If the manufacturer of "brains" for machines starts having financial convulsions, it will inevitably impact the pace of innovation. The context of what's happening is fairly mundane, but no less harsh for it. The Chinese technology sector has long been in a state of overheated anticipation.

Massive government injections aimed at chip import substitution and green energy created an illusion of endless growth. However, reality is making its adjustments: trade restrictions, solar panel overproduction, and slowing domestic consumption are forcing major players to lock in profits. Nearly 3,000 companies shutting down in the red—this is not happenstance but a systemic shift in sentiment.
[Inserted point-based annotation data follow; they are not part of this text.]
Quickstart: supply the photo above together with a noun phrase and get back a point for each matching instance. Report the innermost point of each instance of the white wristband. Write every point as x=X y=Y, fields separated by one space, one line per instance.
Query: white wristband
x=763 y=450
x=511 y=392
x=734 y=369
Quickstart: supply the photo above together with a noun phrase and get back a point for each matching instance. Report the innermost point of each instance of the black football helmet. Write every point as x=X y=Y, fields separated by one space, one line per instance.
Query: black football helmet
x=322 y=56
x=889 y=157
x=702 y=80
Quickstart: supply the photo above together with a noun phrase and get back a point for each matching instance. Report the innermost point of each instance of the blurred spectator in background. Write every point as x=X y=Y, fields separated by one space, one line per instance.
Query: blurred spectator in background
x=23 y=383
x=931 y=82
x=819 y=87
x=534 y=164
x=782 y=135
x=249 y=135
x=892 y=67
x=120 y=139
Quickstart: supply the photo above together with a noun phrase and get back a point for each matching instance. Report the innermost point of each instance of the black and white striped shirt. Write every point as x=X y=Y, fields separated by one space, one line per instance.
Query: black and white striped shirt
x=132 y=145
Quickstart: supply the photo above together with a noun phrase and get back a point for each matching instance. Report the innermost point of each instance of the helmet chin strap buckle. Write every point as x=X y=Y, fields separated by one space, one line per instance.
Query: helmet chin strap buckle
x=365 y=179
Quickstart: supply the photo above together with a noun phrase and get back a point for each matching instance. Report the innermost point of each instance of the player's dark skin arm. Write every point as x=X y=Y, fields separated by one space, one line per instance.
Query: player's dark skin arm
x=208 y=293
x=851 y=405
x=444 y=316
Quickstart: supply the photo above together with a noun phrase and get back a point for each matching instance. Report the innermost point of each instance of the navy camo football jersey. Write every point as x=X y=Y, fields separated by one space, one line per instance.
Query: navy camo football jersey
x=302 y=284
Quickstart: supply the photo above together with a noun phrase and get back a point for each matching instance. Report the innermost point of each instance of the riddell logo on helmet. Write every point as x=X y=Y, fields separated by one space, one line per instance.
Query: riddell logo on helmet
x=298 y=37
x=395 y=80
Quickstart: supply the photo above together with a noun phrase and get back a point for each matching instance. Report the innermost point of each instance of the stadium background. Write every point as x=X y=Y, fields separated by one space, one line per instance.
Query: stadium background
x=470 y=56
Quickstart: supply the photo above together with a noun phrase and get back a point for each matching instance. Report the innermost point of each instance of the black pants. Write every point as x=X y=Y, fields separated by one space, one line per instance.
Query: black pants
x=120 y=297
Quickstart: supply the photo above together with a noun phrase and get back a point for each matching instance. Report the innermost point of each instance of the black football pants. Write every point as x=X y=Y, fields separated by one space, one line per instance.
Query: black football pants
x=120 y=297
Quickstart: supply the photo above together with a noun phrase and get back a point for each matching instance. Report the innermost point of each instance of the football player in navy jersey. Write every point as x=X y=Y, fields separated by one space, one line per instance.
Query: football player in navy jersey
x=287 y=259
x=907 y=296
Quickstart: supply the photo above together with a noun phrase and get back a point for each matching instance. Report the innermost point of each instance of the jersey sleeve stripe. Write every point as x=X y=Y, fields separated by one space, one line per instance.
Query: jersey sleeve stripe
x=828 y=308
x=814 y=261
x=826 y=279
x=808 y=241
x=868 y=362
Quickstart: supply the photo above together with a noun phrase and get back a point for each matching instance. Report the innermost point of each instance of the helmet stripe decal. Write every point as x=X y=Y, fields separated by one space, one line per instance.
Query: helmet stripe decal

What's interesting is that this slump is happening against the backdrop of a global arms race in artificial intelligence. While Western giants compete over the number of parameters in their models, Chinese companies are trying to solve a fundamental task: how to build these models under conditions of limited access to technology and an unstable market. Today's ChiNext plunge shows that confidence in the "Chinese tech miracle" is now undergoing a serious reality check.

The market demands not just promises of breakthroughs, but a stable business model and actual profit. What does this mean for us? First, we should expect corrections in related industries across the globe.

Second, this is an excellent moment to see which Chinese tech giants can weather this storm. Usually, it's in these moments of a "red market" that true leaders emerge—those who don't just burn through venture capital but create real products. So far we're seeing a classic market cleanup of excess optimism, which in the long term could actually be beneficial.

The key question: is the Chinese tech sector ready for prolonged cooling, or is this just a temporary respite before the next push toward AI dominance?